Do yourself a favor and pay an attorney to help you draft the 3 day notice. Our service charges $150.00 for a 3 day notice. Additional Service fees may apply.

Tuesday, January 22, 2013

Why it is often worth it to settle

While I understand the desire to either have your day in court or stick it to that cheater, etc it often is not in your best interest. Time and time again we see people pay more in attorney's fees than the asset that they are fighting over. This is all well and good if the object is sentimental, however more often than not it is money that we are talking about.

Sometimes to argue over the value of an asset people will hire specialists to come in an appraise the item (house, jewelry, etc). While sometime this is 100% necessary, it is always important to sit down and evaluate whether it is in your best interest to argue over the difference.

Although we try to educate our clients as much as possible, I often see the other side happily collecting $2000 in attorney's fees to argue over $900. Sometimes it is in your best interest to keep the money in the family and split the asset, or agree on a middle number, etc.

This sometimes is true when it comes to child support and spousal support numbers.

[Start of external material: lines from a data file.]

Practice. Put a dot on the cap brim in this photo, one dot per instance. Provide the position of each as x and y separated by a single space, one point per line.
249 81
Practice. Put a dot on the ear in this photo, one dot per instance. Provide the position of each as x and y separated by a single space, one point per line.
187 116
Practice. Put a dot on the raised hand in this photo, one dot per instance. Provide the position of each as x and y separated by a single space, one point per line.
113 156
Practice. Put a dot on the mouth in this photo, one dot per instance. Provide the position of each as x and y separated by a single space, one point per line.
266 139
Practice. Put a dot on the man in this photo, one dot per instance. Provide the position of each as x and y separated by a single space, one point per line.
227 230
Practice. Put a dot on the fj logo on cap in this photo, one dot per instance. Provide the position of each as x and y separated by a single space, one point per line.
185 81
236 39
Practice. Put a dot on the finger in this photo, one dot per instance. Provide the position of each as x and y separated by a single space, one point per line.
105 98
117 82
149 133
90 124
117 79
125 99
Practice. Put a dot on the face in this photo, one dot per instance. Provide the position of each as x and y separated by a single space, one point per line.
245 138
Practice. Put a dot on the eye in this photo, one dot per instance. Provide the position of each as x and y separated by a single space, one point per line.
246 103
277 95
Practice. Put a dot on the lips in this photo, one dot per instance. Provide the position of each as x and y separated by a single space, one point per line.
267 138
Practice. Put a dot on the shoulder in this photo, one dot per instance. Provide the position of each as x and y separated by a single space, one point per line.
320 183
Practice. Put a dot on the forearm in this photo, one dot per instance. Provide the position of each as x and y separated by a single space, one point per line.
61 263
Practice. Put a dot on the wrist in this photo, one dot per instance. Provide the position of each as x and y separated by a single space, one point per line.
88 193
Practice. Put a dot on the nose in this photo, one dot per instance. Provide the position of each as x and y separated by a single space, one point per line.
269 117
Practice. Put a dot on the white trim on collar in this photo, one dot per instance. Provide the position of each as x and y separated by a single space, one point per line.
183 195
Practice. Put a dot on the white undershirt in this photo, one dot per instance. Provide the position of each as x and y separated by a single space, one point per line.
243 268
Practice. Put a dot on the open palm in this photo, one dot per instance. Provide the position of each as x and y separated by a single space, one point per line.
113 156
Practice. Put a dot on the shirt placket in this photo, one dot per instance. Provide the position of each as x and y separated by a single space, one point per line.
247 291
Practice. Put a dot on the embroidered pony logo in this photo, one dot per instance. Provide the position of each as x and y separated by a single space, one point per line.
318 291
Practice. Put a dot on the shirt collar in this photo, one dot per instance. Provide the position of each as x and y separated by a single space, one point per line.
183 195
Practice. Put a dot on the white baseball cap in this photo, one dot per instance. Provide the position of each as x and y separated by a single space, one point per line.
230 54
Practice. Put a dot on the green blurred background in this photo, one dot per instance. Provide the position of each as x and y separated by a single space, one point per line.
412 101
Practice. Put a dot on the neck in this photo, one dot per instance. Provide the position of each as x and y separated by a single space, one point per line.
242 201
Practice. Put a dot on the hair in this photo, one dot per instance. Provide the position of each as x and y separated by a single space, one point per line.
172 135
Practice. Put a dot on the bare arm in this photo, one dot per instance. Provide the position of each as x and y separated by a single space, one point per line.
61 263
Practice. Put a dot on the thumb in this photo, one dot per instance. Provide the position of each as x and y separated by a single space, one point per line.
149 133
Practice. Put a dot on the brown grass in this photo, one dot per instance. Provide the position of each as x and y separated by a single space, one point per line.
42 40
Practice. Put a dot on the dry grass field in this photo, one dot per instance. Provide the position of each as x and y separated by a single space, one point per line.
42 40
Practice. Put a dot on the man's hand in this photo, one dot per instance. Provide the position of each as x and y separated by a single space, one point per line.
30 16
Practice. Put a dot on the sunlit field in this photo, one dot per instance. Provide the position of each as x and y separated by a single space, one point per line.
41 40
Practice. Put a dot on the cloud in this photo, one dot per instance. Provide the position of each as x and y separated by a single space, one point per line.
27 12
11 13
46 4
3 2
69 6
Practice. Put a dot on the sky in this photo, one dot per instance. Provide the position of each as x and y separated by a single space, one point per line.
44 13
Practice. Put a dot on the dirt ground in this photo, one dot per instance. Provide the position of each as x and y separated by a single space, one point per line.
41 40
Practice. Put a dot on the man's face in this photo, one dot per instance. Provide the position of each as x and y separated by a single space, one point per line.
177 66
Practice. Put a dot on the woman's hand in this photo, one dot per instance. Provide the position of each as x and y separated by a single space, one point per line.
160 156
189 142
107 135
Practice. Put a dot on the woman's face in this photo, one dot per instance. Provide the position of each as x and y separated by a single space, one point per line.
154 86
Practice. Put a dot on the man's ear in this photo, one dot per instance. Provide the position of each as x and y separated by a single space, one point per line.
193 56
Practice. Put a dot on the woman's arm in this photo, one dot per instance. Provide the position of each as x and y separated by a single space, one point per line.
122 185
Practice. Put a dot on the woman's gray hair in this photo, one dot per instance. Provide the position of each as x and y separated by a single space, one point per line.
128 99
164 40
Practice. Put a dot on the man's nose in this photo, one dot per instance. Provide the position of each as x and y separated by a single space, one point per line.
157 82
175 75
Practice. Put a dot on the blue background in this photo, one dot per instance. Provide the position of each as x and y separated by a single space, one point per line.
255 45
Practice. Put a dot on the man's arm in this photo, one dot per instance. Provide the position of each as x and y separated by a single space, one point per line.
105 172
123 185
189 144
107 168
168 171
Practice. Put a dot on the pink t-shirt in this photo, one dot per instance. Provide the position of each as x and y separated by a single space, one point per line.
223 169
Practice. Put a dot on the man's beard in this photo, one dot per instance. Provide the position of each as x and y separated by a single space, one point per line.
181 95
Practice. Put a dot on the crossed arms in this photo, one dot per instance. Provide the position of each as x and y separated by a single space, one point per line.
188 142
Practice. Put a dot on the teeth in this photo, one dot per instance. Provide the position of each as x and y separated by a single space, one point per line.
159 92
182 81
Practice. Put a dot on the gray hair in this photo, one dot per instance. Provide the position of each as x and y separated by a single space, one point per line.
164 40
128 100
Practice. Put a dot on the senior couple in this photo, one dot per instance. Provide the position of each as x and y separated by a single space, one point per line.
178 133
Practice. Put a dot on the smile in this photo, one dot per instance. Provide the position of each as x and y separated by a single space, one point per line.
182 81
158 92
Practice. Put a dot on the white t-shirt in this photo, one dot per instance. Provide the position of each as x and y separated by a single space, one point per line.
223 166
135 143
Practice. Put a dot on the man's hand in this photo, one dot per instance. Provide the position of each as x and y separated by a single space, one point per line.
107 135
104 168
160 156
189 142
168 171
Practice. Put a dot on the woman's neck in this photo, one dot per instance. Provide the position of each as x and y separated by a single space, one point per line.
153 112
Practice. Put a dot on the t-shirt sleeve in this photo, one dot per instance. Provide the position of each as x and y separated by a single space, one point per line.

Although very formulaic in most cases, when you have to prove how much money someone makes the fees you pay an attorney to dig through discovery documents of taxes, bank account statements, credit card statements, etc. can add up very fast.

Always talk to your attorney about the cost-benefit analysis.

Friday, January 4, 2013

Why you hire a Family Law Attorney

First off when looking for an attorney to hire your family law case, it is imperative that you hire one that practices family law regularly (hopefully primarily). There is a misnomer around attorneys and others that any attorney can handle a family law case because the best interest of the child standard is a little bit less black and white than other areas. However, family law attorneys not only know the statutes, cases, and the general law of the family court system in California, but they also know how the particular judge - or judges in general are likely to react to an issue.

You hire us for this expertise and our overall advice. However there are many clients who then want to focus on one issue in the case, very important to them, but sometimes inapplicable legally to the issue before the judge. They ignore the fact that we are there to get you to be realistic about what a Judge will order and they end up a much worse deal than if they had listened to their attorney's advice.

In California, all parties in family law are required to go to mediation and in Alameda County, Contra Costa county, and some other Bay Area counties as well they are Recommending Counselors - meaning that if the parties do not come to an agreement that they will suggest to the Judge what they feel is the best interest of the parties and the child. Guess what! Almost 100% of the time, the Judge will order what the mediator suggests.

Due to this, you hire your attorney to 1) help with the ton of paperwork required to get a divorce or custody matter, etc resolved and 2) to prepare you for the mediation so that you know what you are willing to agree to in advance and you know what the Judge is likely to rule (or mediator suggest) if you do not come to an agreement. That way you are prepared to be reasonable and may get the other side to agree to something more in your favor than a Judge likely would have ordered.